SuperHOT-13B-8K-No-RLHF-Test

Property	Value
License	MIT
Author	kaiokendev
Base Model Size	13B parameters
Context Length	8192 tokens

What is superhot-13b-8k-no-rlhf-test?

SuperHOT prototype 2 is an advanced NSFW-focused LoRA model built on a 13B parameter base model, featuring extended context length capabilities up to 8K tokens. This version implements custom positional encoding without RLHF, offering improved performance and flexibility.

Implementation Details

The model utilizes a specialized training configuration with dilated RoPE (DoPE) positional encoding, trained on 1200 samples over 3 epochs. The implementation includes custom monkey-patch requirements for proper functionality at extended context lengths.
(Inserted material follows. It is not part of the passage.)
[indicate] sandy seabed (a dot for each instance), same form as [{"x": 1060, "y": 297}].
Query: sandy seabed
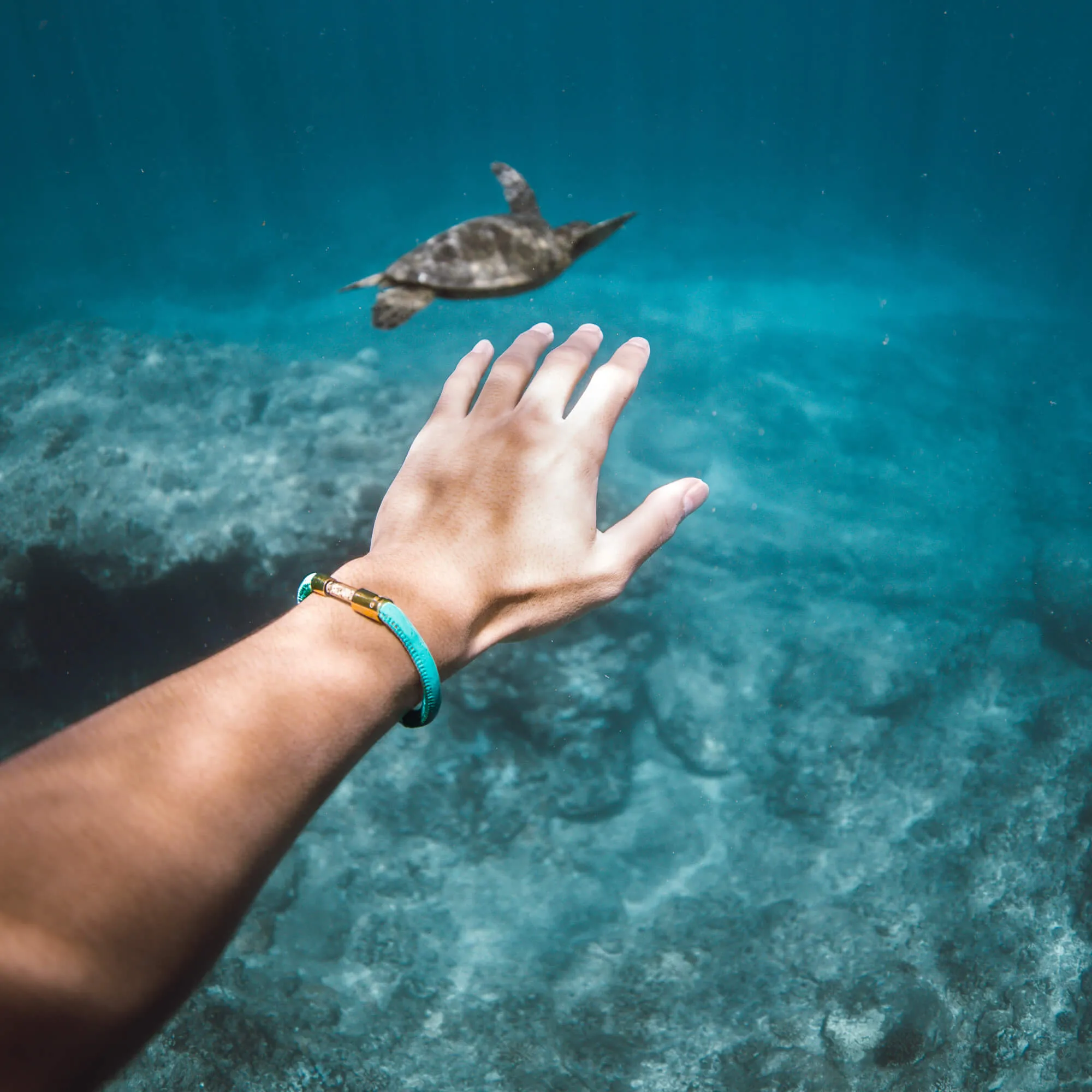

Learning rate: 3e-4 with AdamW optimizer
LoRA rank: 2, Alpha: 8
Trained modules: q_proj, k_proj, v_proj, o_proj, and all bias
Position embedding scaling factor: 0.25

Core Capabilities

Extended context handling up to 8K tokens
Optimized positional encoding for improved performance
Available in multiple formats (GGML, CUDA, CUDA 32g)
Efficient 4-bit quantization support

Frequently Asked Questions

Q: What makes this model unique?

The model's distinctive feature is its ability to handle extended context lengths up to 8K tokens through custom positional encoding implementation, while maintaining NSFW capabilities without RLHF constraints.

Q: What are the recommended use cases?

This model is specifically designed for NSFW content generation with extended context requirements, particularly useful in scenarios requiring long-form content generation with consistent context maintenance.